Since there are an even number of data points (\(n=8\)), the minimizer of absolute error is not a single point but the entire interval between the two middle points. Here, the middle two are \(10\) and \(14\), so every \(w \in [10,14]\) minimizes \(R_{\text{abs}}(w)\). This explains why the error is flat inside that interval: the number of points on the left equals the number on the right, so shifting \(w\) around does not change the error. As a result, \(R_{\text{abs}}(11)=9\) and \(R_{\text{abs}}(14)=9\).

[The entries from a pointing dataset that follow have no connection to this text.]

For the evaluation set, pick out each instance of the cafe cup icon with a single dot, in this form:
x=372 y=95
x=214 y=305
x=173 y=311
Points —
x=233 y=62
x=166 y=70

Once we move beyond \(14\), the balance breaks. There are now five points to the left and only three to the right, so the slope of \(R_{\text{abs}}(w)\) becomes positive. The slope formula tells us:

$$ \frac{d}{dw}R_{\text{abs}}(w) = \frac{\text{number left of } w - \text{number right of } w}{n} $$

so for any \(w \in (14,22)\) we have

$$ \frac{d}{dw}R_{\text{abs}}(w) = \frac{5-3}{8} = \tfrac{1}{4}. $$

This means that for every one unit we move to the right of \(w=14\), the error increases by \(\tfrac{1}{4}\). Moving from \(w=14\) to \(w=22\) is a distance of \(22-14=8\) units, so the error increases by

$$ 8 \cdot \tfrac{1}{4} = 2. $$

Adding this to the baseline error of \(R_{\text{abs}}(14)=9\), we get:

$$ \begin{align*} R_{\text{abs}}(22) &= R_{\text{abs}}(14) + (22-14)\cdot \tfrac{1}{4} \\\\ &= 9 + 2 = 11. \end{align*} $$

Activity 4: Programming

Complete the tasks in the lab02.ipynb notebook.

There are two ways to access the supplemental Jupyter Notebook:

  • Option 1 (preferred): Set up a Jupyter Notebook environment locally, use git to clone our course repository, and open labs/lab02/lab02.ipynb. For instructions on how to do this, see the Environment Setup page of the course website.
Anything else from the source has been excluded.